I want to bring up something interesting to me that I’ve come across, it has been a miracle for my treatment-resistant, depressed, anxious clients, is the word ketamine. Ketamine therapy was used originally as an anesthetic at high dosages. If you look at the research on more of a lower dosage, you can see what it’s doing. At the end of the day, it’s promoting a molecule that’s called brain-derived neurotrophic factor. It turns out that’s the antidepressant for your brain and induces neuroplasticity. What happens is when someone takes an antidepressant, it takes about two weeks to get a spike of BDNF and then it goes down.

Functional Psychiatry: Thanks to integrative medicine, you don’t have to see six different specialists, but only one individual who can connect the dots between different systems.
It’s not the neuro-transmitter concept that we all believe. You take a serotonin agent and then the serotonin goes directly to the brain and you don’t feel better for several weeks. That’s because BDNF is not relevant. You take an oral antidepressant, BDNF goes up and then it goes to this down. It turns out that if you give someone ketamine after one infusion, BDNF is maintained for two weeks, which is a miracle for my patients. This is an IV application that we’ve come across that’s been a breakthrough for my patients. It gets them away from the pharmaceuticals and the interventions that are causing side effects.

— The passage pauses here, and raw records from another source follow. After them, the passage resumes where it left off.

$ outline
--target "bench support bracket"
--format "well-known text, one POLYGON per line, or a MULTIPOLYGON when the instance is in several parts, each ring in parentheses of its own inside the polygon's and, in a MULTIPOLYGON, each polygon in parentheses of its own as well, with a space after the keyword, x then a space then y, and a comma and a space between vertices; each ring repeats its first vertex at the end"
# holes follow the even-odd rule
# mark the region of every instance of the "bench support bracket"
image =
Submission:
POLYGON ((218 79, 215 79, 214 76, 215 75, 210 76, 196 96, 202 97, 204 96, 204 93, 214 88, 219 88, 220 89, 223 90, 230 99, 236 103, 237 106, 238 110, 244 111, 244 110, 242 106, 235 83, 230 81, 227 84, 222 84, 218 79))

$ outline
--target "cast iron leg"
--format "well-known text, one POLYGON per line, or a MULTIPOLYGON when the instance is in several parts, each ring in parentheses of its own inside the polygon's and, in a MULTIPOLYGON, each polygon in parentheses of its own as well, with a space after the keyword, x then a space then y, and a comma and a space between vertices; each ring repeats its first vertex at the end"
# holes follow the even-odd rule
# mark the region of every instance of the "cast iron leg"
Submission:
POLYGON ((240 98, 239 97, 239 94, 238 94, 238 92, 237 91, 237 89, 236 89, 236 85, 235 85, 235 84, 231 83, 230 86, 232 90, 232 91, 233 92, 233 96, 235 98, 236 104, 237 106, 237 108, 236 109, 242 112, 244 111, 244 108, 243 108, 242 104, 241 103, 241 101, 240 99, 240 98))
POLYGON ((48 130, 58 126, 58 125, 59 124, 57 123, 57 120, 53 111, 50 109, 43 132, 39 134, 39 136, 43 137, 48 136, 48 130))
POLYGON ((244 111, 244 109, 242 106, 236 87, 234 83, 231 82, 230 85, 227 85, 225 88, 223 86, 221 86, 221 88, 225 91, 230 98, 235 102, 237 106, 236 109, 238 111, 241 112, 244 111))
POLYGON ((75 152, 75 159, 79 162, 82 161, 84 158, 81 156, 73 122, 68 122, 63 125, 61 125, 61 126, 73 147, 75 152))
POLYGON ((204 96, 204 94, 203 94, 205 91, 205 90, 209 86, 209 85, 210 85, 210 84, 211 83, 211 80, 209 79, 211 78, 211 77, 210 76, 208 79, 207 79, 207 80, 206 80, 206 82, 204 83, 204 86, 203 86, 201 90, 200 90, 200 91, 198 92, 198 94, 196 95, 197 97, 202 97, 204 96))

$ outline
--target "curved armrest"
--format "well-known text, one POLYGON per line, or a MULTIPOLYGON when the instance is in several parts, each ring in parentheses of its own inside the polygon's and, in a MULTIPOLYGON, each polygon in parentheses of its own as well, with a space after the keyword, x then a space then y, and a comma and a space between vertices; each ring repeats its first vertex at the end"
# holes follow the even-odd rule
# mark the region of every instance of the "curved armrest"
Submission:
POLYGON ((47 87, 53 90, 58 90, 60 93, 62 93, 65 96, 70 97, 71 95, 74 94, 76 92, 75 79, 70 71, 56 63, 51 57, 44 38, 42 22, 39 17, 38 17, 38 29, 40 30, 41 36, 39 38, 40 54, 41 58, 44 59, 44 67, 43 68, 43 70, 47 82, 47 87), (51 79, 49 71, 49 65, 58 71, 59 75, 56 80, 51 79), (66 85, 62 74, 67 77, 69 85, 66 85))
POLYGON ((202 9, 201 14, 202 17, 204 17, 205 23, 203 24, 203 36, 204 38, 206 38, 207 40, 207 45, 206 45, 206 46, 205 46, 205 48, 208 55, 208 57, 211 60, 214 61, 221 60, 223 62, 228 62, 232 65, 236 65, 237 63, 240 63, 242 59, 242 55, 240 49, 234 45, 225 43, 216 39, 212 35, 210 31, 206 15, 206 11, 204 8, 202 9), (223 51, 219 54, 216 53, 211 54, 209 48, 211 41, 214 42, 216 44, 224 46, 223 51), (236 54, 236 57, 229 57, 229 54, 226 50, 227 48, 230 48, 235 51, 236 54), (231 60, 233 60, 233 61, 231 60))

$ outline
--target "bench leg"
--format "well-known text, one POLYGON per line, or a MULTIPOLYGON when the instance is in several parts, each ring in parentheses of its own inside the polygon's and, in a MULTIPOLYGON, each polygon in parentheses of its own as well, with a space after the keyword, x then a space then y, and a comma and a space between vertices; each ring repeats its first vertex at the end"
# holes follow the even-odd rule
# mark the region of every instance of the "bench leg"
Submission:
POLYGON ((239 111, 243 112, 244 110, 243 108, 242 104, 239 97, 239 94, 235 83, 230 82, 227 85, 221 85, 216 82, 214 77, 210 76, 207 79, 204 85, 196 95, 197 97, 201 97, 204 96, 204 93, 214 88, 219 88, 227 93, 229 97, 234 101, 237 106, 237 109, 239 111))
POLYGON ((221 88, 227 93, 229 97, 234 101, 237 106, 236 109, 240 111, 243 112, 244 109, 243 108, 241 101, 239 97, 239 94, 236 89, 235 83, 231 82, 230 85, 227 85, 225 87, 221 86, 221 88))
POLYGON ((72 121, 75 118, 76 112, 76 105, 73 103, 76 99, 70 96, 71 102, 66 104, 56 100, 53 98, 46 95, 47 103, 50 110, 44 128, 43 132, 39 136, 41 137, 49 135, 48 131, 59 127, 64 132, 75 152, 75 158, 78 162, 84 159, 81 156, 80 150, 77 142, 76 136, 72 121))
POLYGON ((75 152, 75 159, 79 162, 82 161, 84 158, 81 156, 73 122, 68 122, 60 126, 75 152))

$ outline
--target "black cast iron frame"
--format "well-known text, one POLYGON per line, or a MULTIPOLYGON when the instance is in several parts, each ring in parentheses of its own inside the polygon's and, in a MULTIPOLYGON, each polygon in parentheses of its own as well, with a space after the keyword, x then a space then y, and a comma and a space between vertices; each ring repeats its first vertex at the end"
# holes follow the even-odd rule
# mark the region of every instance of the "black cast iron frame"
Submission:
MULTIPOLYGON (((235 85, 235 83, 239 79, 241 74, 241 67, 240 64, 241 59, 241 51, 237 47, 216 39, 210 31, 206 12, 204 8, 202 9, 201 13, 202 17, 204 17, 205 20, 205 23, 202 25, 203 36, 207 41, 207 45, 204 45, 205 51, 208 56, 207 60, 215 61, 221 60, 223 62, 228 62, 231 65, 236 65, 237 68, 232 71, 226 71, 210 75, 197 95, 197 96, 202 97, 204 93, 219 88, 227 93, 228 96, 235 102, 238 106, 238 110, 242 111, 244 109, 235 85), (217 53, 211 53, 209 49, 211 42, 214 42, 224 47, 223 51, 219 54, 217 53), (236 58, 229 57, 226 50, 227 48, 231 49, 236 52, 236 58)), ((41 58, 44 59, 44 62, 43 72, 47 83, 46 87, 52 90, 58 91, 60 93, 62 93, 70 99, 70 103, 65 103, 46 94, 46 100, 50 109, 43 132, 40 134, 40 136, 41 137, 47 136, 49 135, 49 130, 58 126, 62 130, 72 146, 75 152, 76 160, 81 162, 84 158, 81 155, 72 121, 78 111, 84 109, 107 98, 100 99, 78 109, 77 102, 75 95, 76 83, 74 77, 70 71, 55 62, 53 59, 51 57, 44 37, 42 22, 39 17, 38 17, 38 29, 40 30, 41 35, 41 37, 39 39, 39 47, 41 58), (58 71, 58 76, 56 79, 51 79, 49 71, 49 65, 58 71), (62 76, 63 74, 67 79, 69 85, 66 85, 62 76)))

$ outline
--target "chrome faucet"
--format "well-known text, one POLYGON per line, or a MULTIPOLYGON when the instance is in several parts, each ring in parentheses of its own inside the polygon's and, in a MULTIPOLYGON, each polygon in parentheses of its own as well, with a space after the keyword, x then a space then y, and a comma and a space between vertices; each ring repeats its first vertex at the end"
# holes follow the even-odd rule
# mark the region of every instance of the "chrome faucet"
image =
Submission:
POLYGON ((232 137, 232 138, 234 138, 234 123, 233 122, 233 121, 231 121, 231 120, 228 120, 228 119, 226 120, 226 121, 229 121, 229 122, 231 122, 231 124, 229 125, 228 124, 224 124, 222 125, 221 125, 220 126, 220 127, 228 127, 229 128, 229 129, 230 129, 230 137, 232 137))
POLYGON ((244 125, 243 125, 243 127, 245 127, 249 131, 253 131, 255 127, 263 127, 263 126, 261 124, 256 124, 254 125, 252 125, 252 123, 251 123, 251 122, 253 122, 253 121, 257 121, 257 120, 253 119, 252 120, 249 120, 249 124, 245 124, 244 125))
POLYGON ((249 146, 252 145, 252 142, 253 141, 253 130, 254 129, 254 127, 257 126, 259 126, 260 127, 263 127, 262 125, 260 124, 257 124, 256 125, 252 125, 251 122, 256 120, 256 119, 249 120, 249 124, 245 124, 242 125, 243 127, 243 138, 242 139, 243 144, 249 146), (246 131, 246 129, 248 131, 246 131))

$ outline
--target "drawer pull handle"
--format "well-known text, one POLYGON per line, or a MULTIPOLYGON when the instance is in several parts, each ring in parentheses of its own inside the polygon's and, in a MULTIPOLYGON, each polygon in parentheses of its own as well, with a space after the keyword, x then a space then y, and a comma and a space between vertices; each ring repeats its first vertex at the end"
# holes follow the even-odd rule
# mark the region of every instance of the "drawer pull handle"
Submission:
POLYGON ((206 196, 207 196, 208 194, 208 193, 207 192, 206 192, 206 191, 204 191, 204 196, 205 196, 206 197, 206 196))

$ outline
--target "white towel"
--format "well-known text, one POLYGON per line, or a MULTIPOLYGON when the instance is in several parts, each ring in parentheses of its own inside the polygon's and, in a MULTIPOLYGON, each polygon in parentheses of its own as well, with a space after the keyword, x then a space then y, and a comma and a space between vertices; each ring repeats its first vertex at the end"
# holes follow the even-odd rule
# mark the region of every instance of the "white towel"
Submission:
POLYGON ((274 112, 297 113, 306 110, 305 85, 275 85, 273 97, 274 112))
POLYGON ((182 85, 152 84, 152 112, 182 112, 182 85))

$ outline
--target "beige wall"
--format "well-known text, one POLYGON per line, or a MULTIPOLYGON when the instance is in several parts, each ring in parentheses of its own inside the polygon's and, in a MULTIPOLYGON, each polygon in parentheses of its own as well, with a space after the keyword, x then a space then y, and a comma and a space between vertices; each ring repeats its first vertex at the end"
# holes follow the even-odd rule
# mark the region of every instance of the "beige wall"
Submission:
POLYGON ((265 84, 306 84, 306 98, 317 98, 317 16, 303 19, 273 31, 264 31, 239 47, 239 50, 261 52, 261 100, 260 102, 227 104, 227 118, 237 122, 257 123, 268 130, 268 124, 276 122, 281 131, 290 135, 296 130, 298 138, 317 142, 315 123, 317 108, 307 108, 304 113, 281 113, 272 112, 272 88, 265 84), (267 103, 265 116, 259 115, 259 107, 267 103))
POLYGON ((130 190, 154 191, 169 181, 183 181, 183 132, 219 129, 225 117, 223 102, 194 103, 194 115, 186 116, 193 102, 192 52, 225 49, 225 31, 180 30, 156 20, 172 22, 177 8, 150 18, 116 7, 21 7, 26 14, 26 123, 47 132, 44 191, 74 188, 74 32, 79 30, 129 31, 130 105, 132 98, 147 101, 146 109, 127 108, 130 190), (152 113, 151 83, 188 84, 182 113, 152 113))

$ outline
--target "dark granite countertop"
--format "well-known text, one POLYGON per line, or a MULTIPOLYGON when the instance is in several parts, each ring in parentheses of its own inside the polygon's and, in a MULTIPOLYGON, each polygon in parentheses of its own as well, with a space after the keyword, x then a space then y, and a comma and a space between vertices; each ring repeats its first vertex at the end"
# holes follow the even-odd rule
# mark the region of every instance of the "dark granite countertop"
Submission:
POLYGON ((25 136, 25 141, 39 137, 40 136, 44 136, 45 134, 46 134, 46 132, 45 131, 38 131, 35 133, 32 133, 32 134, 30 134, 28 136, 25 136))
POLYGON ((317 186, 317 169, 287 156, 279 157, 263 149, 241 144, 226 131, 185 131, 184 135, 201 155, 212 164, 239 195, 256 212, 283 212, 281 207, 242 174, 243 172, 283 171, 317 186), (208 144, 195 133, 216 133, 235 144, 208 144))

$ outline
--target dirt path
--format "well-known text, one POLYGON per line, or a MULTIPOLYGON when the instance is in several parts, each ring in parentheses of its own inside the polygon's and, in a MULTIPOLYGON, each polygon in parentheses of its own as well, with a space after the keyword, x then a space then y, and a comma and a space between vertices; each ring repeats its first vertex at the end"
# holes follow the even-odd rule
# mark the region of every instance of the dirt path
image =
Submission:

I want to bring that up because it’s something that I’ve come across with my research, as far as what is the biochemistry? How is this working? Is this something that’s realistic for my patients? I’ve had some wonderful results with that. The reason why I bring it up is the reimbursement on ketamine is good. I like the idea of trying to push the envelope of psychiatry. I’d to look at the biology of the intervention. No one can argue biochemistry. You can do certain studies and have certain end points and such, but if the biochemistry resonates with me and it makes sense, let’s move forward in that direction.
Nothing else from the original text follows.